Para além dos 31 pontos, um ótimo sinal dessa partida foi o fato de que, quando o Raptors B jogou bem, Caboclo foi junto. Isto é: quando a bola girou de mão para mão, com os atletas em constante deslocamento, espaços foram abertos, e o ala soube aproveitá-los com suas infiltrações, em vez de estacionar no perímetro e exagerar na dose em seus arremessos de três pontos. Ele se movimentou com leveza pela quadra e tratou de envolver seus companheiros. Precisamos sublinhar isso: diversos scouts se manifestaram com preocupação ao blog durante a última liga de verão em Las Vegas sobre a ''fome'' do ala em quadra. Para quem havia jogado tão pouco, achava natural que acontecesse. Durante a temporada da D-League, no entanto, isso voltou a se repetir em diversas ocasiões. Aparentemente, o brasileiro se apresentou dessa vez ao Raptors 905 disposto a atacar de outra forma, e deu muito certo. Foi uma atuação extremamente produtiva, buscando a cesta, mas serenamente, sem forçar a barra. Vamos ver se vai conseguir repetir esse padrão, mesmo sem tanta eficiência assim, nas próximas rodadas.
Apelando à prudência, todavia, um fator importante para se ter em mente é que, tanto para o Raptors, hoje um candidato ao título, como para a seleção, o raciocínio é o mesmo, por ora: o jogador não chegaria para ser cestinha. Suas prioridades mais imediatas são a defesa e a capacidade de executar pequenas tarefas.

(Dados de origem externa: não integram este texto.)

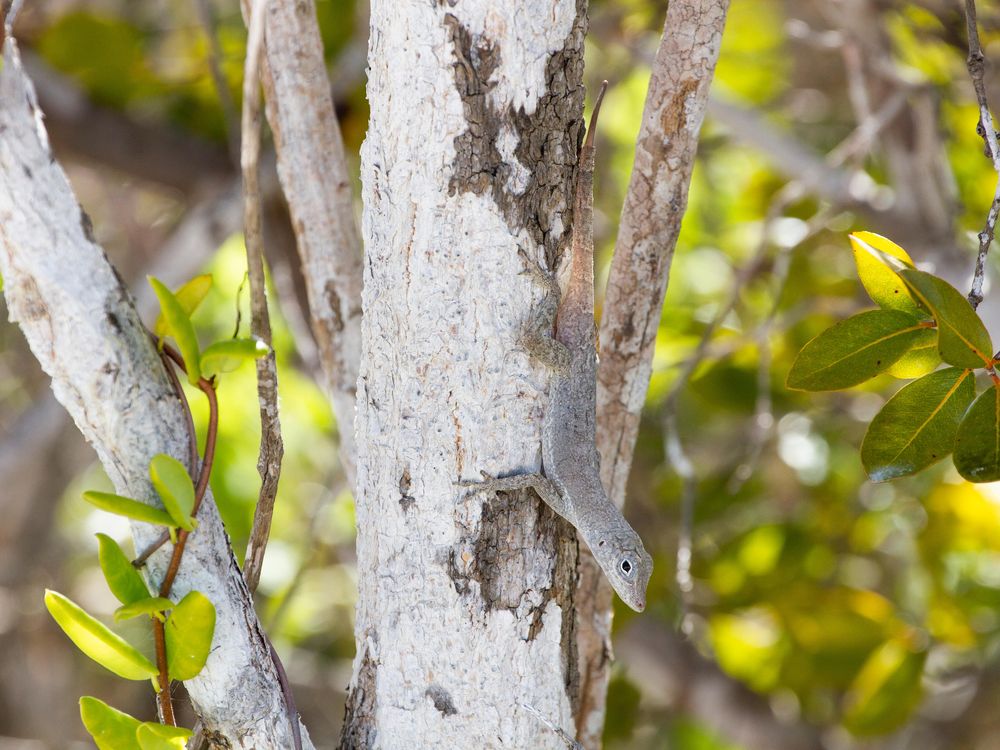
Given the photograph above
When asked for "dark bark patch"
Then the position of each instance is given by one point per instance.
(359, 731)
(441, 699)
(548, 139)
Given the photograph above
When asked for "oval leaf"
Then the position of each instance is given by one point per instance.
(151, 605)
(226, 356)
(886, 690)
(92, 637)
(111, 729)
(179, 325)
(189, 297)
(963, 340)
(881, 282)
(977, 445)
(126, 506)
(189, 632)
(152, 736)
(122, 577)
(917, 426)
(854, 350)
(175, 488)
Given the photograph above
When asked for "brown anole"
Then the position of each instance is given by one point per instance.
(570, 482)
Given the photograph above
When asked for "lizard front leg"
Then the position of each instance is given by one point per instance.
(545, 487)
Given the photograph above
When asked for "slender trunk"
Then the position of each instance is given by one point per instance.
(465, 611)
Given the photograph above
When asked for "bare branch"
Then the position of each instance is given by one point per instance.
(83, 328)
(976, 63)
(312, 167)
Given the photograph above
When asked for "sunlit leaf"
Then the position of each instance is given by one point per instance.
(977, 444)
(94, 639)
(917, 426)
(886, 690)
(154, 736)
(179, 325)
(963, 340)
(149, 606)
(920, 360)
(189, 631)
(122, 577)
(126, 506)
(854, 350)
(111, 729)
(174, 486)
(226, 356)
(882, 283)
(188, 297)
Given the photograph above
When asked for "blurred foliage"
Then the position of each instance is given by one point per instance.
(844, 602)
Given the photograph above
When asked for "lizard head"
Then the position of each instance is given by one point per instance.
(626, 564)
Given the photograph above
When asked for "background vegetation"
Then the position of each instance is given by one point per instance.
(820, 607)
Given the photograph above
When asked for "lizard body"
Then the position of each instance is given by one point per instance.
(570, 483)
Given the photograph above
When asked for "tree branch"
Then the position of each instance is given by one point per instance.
(83, 328)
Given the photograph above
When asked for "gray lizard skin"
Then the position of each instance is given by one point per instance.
(571, 483)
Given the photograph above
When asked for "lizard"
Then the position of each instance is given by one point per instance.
(570, 481)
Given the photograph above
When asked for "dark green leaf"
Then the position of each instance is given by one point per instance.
(151, 605)
(94, 639)
(963, 340)
(189, 631)
(854, 350)
(174, 486)
(179, 325)
(126, 506)
(111, 729)
(226, 356)
(154, 736)
(881, 282)
(917, 426)
(122, 577)
(977, 445)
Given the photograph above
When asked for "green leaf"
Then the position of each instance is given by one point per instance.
(917, 426)
(977, 445)
(920, 360)
(126, 506)
(963, 340)
(122, 577)
(151, 605)
(226, 356)
(880, 281)
(188, 297)
(854, 350)
(886, 690)
(111, 729)
(174, 486)
(94, 639)
(179, 325)
(189, 631)
(154, 736)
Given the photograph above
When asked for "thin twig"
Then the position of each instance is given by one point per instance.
(976, 63)
(207, 20)
(271, 448)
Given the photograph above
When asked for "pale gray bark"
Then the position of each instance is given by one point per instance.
(313, 172)
(465, 611)
(650, 223)
(82, 326)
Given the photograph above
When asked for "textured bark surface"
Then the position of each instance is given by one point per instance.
(650, 223)
(313, 172)
(465, 607)
(82, 326)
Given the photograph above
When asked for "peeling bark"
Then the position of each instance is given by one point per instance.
(650, 223)
(465, 609)
(82, 326)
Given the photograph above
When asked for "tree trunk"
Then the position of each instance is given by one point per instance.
(465, 613)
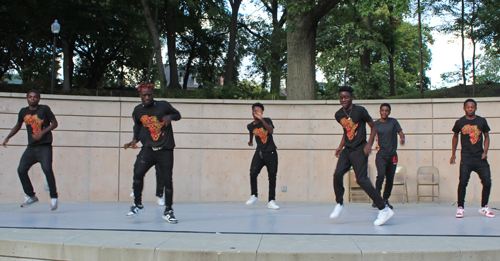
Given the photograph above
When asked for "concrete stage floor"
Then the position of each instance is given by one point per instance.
(427, 219)
(234, 231)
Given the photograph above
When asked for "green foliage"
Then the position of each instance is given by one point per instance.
(346, 28)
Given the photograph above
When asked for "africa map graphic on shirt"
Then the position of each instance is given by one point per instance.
(34, 122)
(473, 131)
(350, 127)
(261, 133)
(154, 126)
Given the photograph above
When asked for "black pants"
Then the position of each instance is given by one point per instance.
(31, 156)
(482, 168)
(359, 161)
(163, 160)
(386, 168)
(160, 187)
(261, 159)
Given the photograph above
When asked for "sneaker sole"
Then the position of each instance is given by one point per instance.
(27, 205)
(392, 214)
(342, 212)
(170, 221)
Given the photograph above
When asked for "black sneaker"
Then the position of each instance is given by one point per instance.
(387, 203)
(29, 200)
(169, 216)
(134, 210)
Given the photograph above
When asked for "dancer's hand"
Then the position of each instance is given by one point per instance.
(367, 149)
(132, 144)
(452, 159)
(4, 143)
(338, 151)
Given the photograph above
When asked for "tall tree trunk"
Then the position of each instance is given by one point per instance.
(473, 38)
(171, 45)
(156, 40)
(366, 54)
(301, 49)
(229, 78)
(150, 64)
(463, 46)
(421, 80)
(392, 84)
(68, 64)
(276, 63)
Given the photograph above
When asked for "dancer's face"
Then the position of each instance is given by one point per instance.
(385, 112)
(33, 99)
(470, 109)
(146, 97)
(345, 99)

Um parêntese estatístico, então, para alertar mais uma vez o perigo de se guiar apenas por números: a linha de Caboclo mostra apenas uma assistência e cinco roubos de bola em 36 minutos. Deduzíramos, então, o quê? Que foi um fominha e um terror na defesa, e não teve nada disso. Vários dos passes do brasileiro resultariam em assistência para um companheiro, assim como boa parte dessas bolas recuperadas vieram em passes interceptados por um seus parceiros também, com o roubo sendo computado a seu favor simplesmente por ter feito o domínio.
Em geral, Caboclo ainda se confundiu muito em posicionamento. Quando envolvido em situações de pick and roll no terceiro período, por exemplo, durante breve reação do adversário, recuou, mas não conseguiu dar conta nem de bloquear o baixinho com a bola em mãos, nem em contestar seu oponente do modo desejado. A impressão que passa é a de que Bruno ainda conta muito com sua envergadura para recuperar terreno e fazer a marcação. As ferramentas estão aí para serem usadas, mesmo, e, com braços dessa extensão, é como se estivesse perto da bola sempre. Mas, se bem posicionado, pode se tornar um defensor realmente implacável, intimidador.
Num jogo tão complexo como o basquete, em que o comprometimento de uma peça pode acabar com toda uma engrenagem. Isso ainda vai pedir um pouco de paciência ainda, e, pensando lá na frente, faz bem ver o quanto ele pode render quando joga solto e confiante como nesta segunda-feira. Sua linha de tempo, no momento, só difere daquela que vale tanto para o Toronto como para a seleção: um time destronar o Cavs no Leste, enquanto o outro sonha com o pódio. Para a temporada que vem, em relação ao seu clube, pode ser que mude, dependendo do que fizerem nos playoffs e de como vão se comportar no mercado de agentes livres. Uma hora essas linhas vão coincidir – pelo menos é o que Masai Ujiri espera. Se tudo der certo, Tóquio 2020 já chega.